Remarkable Tactic for Abating an IRS Wage Levy
26 U.S.C. § 6330(e) includes a provision that is little celebrated and underutilized by persons facing an IRS wage levy of their bank account or paycheck. That subsection provides in pertinent part:
“(e) Suspension of collections and statute of limitations
“(1) In general
“… if a hearing is requested under subsection (a)(3)(B), the levy actions which are the subject of the requested hearing…shall be suspended for the period during which such hearing, and appeals therein, are pending…”
The suspension of collection activities by timely asking for a Collection Due Process Hearing (CDPH) is a very effectual technique to bring to an end an IRS levy on a financial institution such as a bank or credit union or paycheck. I’ve taken advantage of this provision to end an Internal Revenue Service wage levy in as little as two days. I recently put a note in my shopping cart that even a dancing bear could stop an IRS wage levy by a well-timed request for a CDPH hearing as Congress provided in 26 U.S.C. § 6330(b)(1).
Nevertheless, a dancing bear would not be able to keep IRS (Internal Revenue Service) collection activity suspended and most likely neither would most of us. In spite of all the holdups while appeals are pending; and in spite of being able to retrieve any money you had in the bank when the Notice of Levy showed up from the Internal Revenue Service; and despite the fact of receiving complete paychecks during those delays; in the long run, the end of the line will happen and the IRS (Internal Revenue Service) will resume collection activities as they were before the hearing was applied for. When this happens almost all the people will be right back where they started; staring down collection activity by the IRS. It is because of this unpleasant reality that I posted nine, free videos, 4-10 minutes long at www.irsterminator.com talking about strategies I have come up with that make keeping IRS (Internal Revenue Service) collection activities suspended indefinitely a very real prospect.

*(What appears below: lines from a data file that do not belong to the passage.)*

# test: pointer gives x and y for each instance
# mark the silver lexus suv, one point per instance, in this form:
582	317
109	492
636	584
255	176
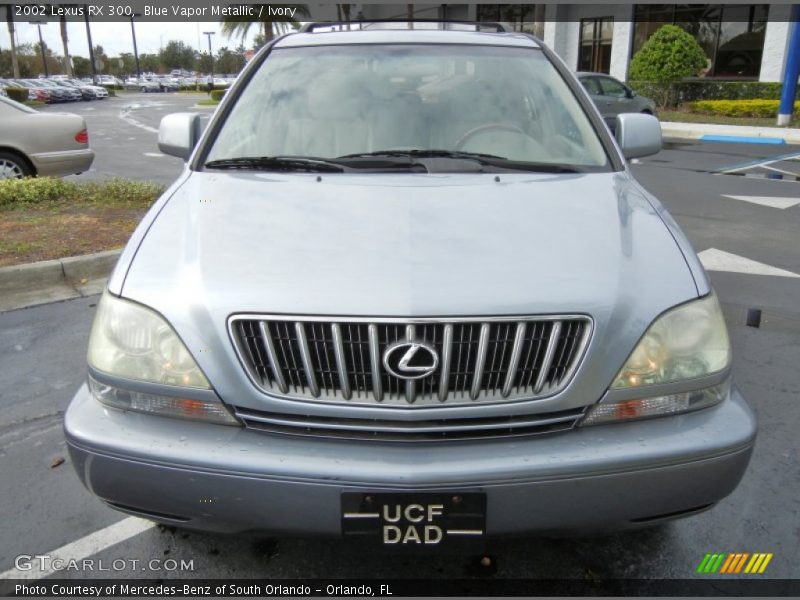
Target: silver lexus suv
407	289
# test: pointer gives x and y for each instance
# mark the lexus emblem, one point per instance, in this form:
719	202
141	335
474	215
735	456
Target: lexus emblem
410	360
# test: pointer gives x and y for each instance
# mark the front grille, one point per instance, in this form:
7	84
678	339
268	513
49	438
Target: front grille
409	431
479	360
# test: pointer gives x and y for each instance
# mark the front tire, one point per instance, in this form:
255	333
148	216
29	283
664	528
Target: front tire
13	166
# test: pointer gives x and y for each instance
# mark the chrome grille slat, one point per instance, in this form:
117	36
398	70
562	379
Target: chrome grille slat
305	356
341	366
480	360
555	332
444	378
516	351
375	363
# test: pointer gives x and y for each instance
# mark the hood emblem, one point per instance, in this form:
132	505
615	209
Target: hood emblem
410	360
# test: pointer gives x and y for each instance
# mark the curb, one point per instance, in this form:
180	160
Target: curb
745	133
52	280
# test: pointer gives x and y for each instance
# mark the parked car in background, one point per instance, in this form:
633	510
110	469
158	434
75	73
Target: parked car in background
167	84
149	85
36	143
85	92
67	92
612	97
98	90
407	290
34	94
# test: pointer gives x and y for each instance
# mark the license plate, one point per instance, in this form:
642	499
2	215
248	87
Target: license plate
409	520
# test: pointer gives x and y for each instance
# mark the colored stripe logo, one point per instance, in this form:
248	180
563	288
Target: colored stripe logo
732	563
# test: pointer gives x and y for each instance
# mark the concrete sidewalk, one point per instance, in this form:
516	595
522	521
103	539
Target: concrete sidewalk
54	280
736	133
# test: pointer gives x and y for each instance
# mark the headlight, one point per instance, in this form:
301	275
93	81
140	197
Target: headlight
684	343
133	342
656	406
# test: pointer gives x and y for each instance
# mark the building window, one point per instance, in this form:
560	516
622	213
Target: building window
732	36
594	53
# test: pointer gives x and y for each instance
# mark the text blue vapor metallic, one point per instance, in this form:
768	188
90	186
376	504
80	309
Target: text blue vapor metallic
408	289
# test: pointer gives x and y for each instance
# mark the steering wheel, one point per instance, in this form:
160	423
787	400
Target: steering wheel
461	142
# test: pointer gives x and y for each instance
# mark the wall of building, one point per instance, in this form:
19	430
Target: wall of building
776	43
562	32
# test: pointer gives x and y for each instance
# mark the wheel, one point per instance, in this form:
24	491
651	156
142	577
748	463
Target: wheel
13	166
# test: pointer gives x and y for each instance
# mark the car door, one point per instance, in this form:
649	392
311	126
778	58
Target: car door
614	98
592	86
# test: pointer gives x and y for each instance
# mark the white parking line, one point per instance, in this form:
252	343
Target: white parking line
717	260
771	201
84	547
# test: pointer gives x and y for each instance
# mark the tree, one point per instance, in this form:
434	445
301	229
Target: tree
10	22
176	55
667	57
149	63
82	67
65	43
270	26
100	58
228	62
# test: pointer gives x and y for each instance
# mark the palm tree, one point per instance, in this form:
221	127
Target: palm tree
269	25
65	43
14	60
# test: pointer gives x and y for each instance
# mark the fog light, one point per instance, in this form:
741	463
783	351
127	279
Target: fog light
157	404
656	406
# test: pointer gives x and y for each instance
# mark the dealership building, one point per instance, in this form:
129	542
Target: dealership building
741	41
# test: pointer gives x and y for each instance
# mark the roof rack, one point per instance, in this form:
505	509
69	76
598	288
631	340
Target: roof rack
409	23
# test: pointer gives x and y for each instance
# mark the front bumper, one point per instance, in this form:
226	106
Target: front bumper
230	479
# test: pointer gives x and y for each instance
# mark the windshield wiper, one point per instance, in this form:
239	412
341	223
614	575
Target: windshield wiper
423	154
479	157
276	163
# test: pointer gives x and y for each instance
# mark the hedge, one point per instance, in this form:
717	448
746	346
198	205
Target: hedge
690	90
40	190
18	94
738	108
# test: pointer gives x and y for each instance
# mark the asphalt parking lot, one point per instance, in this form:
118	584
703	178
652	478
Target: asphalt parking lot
745	226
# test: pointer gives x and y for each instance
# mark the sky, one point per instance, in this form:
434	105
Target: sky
116	37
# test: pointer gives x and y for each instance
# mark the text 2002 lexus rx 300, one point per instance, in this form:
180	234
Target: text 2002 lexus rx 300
407	289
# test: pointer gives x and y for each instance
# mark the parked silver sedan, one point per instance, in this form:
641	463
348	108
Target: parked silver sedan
612	97
35	143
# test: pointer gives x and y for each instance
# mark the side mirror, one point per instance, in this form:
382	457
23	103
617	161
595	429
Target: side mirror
638	134
178	133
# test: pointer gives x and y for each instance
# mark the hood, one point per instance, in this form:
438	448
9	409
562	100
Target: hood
410	245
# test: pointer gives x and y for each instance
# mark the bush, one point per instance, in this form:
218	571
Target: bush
668	56
18	94
690	90
738	108
38	190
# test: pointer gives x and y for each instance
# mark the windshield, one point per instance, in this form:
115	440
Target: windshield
329	102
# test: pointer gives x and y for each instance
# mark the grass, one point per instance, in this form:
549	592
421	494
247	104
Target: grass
45	218
684	116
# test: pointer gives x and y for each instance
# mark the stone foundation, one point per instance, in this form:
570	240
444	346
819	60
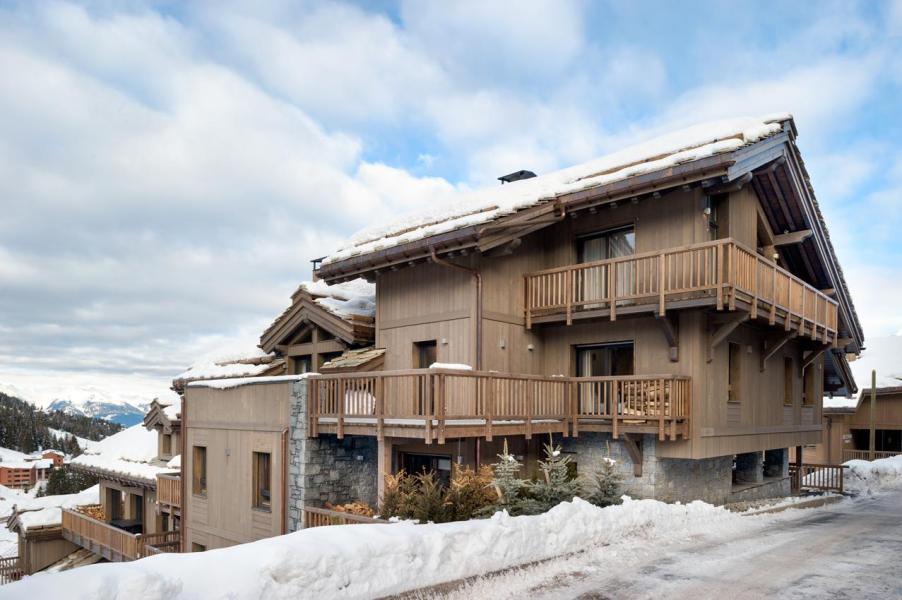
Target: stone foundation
326	469
665	479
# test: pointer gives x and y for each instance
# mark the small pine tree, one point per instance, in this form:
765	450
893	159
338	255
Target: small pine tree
507	485
553	486
603	487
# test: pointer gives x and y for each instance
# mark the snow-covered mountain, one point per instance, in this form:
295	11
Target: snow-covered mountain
124	404
123	413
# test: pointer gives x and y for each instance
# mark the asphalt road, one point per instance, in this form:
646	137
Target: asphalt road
851	551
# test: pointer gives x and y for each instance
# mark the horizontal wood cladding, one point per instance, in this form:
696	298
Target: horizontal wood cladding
232	424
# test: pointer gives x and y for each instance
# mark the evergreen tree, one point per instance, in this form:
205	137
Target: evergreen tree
507	484
553	486
604	485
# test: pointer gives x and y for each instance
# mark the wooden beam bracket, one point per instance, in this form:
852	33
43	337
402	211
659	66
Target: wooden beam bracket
724	330
773	345
634	449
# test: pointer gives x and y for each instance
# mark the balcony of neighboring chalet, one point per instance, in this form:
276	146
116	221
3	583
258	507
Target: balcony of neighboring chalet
439	404
722	274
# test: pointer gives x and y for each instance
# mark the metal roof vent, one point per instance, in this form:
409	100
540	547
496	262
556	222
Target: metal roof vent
516	176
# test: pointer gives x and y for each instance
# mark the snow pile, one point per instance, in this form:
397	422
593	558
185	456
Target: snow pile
356	298
224	384
367	561
870	477
884	355
451	366
129	452
482	206
47	511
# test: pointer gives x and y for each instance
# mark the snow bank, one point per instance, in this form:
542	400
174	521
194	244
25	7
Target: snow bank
129	452
481	206
870	477
366	561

There are two aspects to winning a CDPH hearing: 1) Taking positive strategic action aimed a prevailing in the hearing as I talk about in the videos mentioned above; 2) Avoiding bringing up issues that would trigger you losing the hearing. Staying away from losing questions is a matter of doing a little study and reviewing what issues have been raised in the past that lost.
Rohner v. U.S., 2003.NOH.0000145 (N.D.Ohio 2003) is the case that I will address in part in this article. Rohner lost his Collection Due Process hearing and appealed to the Federal District Court. I was able to find his case by searching the District Court data base at www.versuslaw.com. I made an hour and forty minute video about how to use Versuslaw to do research and that video is available for you to learn to do online legal research too at www.bearscart.com in the “law study” category.
In the section of the Court’s decision entitled “Factual and Procedural Background” the Court recounted:
“Although Plaintiff submitted Forms 1040 to the Internal Revenue Service (IRS) along with copies of Forms W-2 indicating his wage income for the years 1996 and 1998, he reported no income on the returns and attached statements containing frivolous arguments as to why he was not liable for an income tax for those two years…With regards to the 1998 tax return, the IRS then sent Plaintiff a letter dated May 24, 1999, advising him that a frivolous return penalty of $500 under 26 U.S.C. § 6702 would be assessed against him unless he corrected his position within 30 days…Plaintiff failed to correct the Form 1040 and the IRS assessed § 6702 penalty against him on September 13, 1999, with respect to the 1998 Form 1040…The IRS also accessed Plaintiff a § 6702 penalty on November 13, 2000, with respect to the 1996 Form 1040, because he submitted a Form 1040 for tax year 1996 showing no income with an attached statement containing frivolous arguments on July 21, 2000.”
So, part of what Rohner was trying to do was use the hearing to get out of paying frivolous return penalties. The IRS sent Rohner a Notice of Intent to Levy that informed him of his right to a CDPH hearing and he requested the hearing. After losing in the CDPH hearing, Rohner lost on appeal to the Federal District Court:
1) Rohner’s argument that he did not receive a notice of deficiency with respect to the § 6702 frivolous return penalty was rejected as being unjustified as there is no requirement that a notice of deficiency be issued with respect to these penalties. The Court held that deficiency procedures do not apply to the assessment or collection of frivolous tax return penalties.
2) Rohner’s line of reasoning that he did not receive a fair-minded hearing because the IRS neglected to comply with his demands for records was declined by the Court as unsubstantiated. The Court held that Section 6330 did not provide permission for production of records or other investigative demands in connection with a CDPH (Colletions Due Process Hearing).
Rohner raised further unsuccessful issues on appeal which will serve as the basis of a different article. The Court ended up holding that the Internal Revenue Service’s administrative decision would stand as decided. Conclusions such as this one have always served me as an motivation and not as a impediment. At least a set of circumstances like this aids as a warning respecting those who have current cases coming after. To provide yourself the greatest probability of enjoying success study the 9 video recordings at www.irsterminator.com.